第21回酵母合同シンポジウム

開催の趣旨

本シンポジウムは終了いたしました

メインテーマ

顕微鏡の向こう側から毎日の生活まで − 酵母と微生物の仲間たち

趣意

 2013 年の R. Schekman 博士のノーベル生理学・医学賞受賞でも示されたように、酵母研究は生命現象研究のモデル系として生命科学の発展に大きな貢献をしてきています。酵母はこのような幅広い基礎研究への貢献だけではなく、近年のゲノム情報解析の進展による QTL(遺伝子発現パターンの遺伝)の解析やそれを利用した有用形質を持つ微生物の育種、さらには多くの遺伝的要因を持つヒトの病気の発症機構などの解析にも、モデル系として大きく貢献しています。
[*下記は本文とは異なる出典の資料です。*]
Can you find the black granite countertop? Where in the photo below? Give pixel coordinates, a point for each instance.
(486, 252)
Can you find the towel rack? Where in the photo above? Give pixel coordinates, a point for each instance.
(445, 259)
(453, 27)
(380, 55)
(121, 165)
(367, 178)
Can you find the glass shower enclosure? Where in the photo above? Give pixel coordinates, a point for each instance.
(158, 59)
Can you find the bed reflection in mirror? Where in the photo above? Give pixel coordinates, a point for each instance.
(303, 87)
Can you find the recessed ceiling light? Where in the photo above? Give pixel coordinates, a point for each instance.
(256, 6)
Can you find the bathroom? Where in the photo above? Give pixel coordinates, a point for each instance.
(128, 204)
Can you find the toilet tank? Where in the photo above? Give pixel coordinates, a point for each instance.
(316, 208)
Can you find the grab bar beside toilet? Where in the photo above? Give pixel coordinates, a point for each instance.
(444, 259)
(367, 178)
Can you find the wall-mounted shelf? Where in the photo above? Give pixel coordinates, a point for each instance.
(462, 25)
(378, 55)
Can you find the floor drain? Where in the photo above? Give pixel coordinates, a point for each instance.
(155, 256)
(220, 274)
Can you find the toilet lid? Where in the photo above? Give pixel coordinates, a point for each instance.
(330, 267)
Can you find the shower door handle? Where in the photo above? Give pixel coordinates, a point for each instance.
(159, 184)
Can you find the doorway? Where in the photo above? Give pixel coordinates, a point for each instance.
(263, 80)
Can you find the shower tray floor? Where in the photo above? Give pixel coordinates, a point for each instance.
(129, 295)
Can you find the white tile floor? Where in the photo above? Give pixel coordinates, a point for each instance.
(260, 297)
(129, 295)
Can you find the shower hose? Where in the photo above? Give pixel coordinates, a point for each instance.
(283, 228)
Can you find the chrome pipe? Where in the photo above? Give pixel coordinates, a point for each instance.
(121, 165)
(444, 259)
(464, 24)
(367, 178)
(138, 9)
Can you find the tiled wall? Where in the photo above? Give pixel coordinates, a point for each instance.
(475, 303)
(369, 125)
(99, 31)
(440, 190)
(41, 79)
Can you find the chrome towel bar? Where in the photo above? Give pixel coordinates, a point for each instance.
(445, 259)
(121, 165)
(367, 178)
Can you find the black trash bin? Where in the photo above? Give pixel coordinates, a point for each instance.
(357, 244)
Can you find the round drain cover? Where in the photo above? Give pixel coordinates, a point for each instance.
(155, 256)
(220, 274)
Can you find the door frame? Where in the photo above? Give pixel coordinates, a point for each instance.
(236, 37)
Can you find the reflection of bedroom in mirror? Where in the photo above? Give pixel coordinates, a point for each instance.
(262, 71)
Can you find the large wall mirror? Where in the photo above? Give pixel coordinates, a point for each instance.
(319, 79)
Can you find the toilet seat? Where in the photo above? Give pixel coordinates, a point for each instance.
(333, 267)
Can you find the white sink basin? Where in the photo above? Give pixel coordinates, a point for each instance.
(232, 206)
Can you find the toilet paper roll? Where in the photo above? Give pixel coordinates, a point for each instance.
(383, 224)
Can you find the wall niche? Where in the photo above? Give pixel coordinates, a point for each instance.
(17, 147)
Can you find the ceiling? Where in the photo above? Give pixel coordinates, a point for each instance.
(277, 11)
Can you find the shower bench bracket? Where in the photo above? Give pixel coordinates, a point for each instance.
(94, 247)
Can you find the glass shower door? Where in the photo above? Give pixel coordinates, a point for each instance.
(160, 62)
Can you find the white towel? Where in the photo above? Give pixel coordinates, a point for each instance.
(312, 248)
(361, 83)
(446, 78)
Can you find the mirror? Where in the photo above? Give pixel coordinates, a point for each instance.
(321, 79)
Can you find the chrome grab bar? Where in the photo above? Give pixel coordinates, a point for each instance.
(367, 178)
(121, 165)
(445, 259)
 酵母がこのように生物科学研究の基礎と応用の両面で重要な役割を果たしていることは論を待ちませんが、翻って酵母の人間生活に対する主な貢献の場は醗酵生産でしょう。醗酵生産の機構の研究は、これまでは個別の微生物種についての解析が中心でした。しかし、近年のゲノム解析技術とオミックスの爆発的な発展は、複数の微生物間の相互作用による遺伝子発現パターンの変動とそれによる有用あるいは不利益となる形質の発現機構の解明への道を開いています。

 人間生活と微生物の関わりのもう一面に、ヒトに感染して病気を起こす微生物はもちろんですが、腸内細菌を始めとし、Candida 属等の酵母や糸状菌などヒト体内の微生物の存在があります。これらの内在微生物間の相互作用に加えて、それらとヒトの生体防御機構との相互作用が、ヒトの健康の維持あるいは病気の発症に深く関わっていると考えられています。

 このような酵母とその仲間の微生物研究を取り巻く状況を考えると、今後ともに酵母は「究極の細胞」として生物科学研究に中心的役割を果たすことは当然ですが、他の微生物と共同あるいは競争して醗酵生産やヒト体内で機能するという複雑系の解析も大きなウエイトを占めるでしょう。人間の毎日の生活に役立つあるいは害をなす微生物群としてその作用機構を探求対象とすることで、醗酵分野、環境分野や医療分野で有用な微生物を創り出して、物質の効率よい生産、環境の保護、病気の予防や治療、健康増進という広範な分野に貢献する事が期待されます。

 今回のシンポジウムでは、人間の生活に関わる、酵母を始めとする微生物の研究者が一堂に会し、基礎・応用の別を問わない最先端の知見の発表と討論を行って、これらの研究が現在到達している地平を把握し、今後の展開の方向性を共に考える場にしたいと考えています。それを広く世界に発信すると共に、特に若手研究者に向けて発信し、新たな研究と技術開発の一歩を踏み出す機会になることを願っています。